Scientific visualization tools are unnecessarily complicated to use. This complexity increases the time required to gain insight into a given data set, and thus inhibits casual use. The difficulty arises from the need to support data from a large variety of sources and the need to support a wide variety of visualization algorithms. Though the number of data file formats is unbounded, the format of any given data set can be described using a small set of parameters. Further, the set of visualization algorithms applicable to a given type (e.g. dimensionality) of data is small and the number of these algorithms commonly used in a specific scientific domain is even smaller. These two insights have led the Texas Advanced Computing Center (TACC) to the development of a new tool for scientific visualization. This tool dramatically simplifies data importation and visualization algorithm selection through user-directed semi-automation. The strategy is consistent with a larger trend in data analysis and visualization towards ease of use.
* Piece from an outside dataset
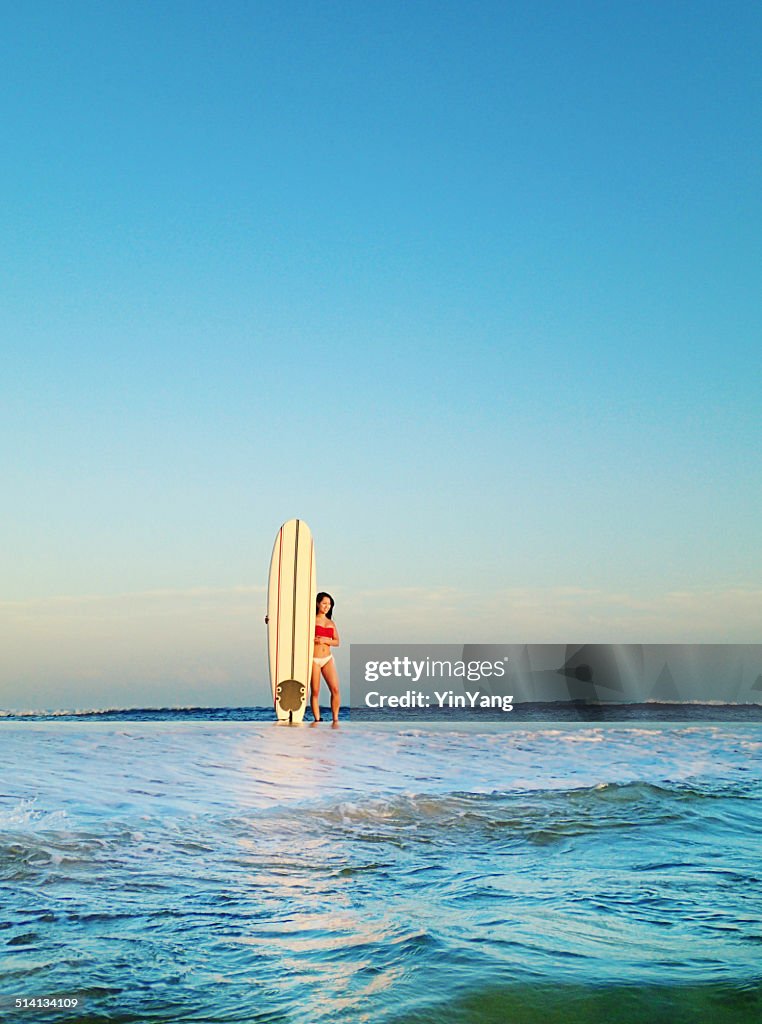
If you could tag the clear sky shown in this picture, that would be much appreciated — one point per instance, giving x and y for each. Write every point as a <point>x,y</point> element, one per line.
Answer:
<point>472,288</point>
This tool, called EnVision, aims to achieve an interface similar to Google Maps, making the visualization process easy and helping to make scientific visualization a more common activity for researchers.
EnVision is a tool to remotely visualize dataset through a web browser. It allows you to transparently user remote visualization resources through a thin web based client from anywhere in the world.
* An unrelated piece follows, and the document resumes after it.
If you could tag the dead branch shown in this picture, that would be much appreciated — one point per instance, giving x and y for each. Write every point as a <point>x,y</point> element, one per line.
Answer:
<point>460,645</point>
via YouTube – EnVIsion Scientific Visualization Through Web Browser.
You may be interested in technology from Calgary Scientific that does not require a whole new application or rendering engine – it recreates existing GUIs remotely in a browser and manages the transport of your application’s renderings for you. The user interface can be remapped on the fly to accommodate refactoring into diverse client footprints. I’m familiar with many existing tools (from SGI, HP, etc) and believe this to be superior and well designed for Cloud based deployment of existing applications. Check us out at http://www.calgaryscientific.com/products/pureweb.html
I have tried EnVision in the past, and it works fairly well. The version I tried was an earlier version with not as many features.
There are three concerns that I have with EnVision. The first is on its security. Being at a government lab, data security is paramount. The second, is that it works well on data sets that were large 8 years ago. However, what was considered large then, is small now. I am not sure how well it would work on a 40 TB data set. The third concern is how well it would work with time series data.
If this really works as well as it does in the demo video, this could be huge…we’ve been wanting/needing a browser-based 3D Vis tool for many many years.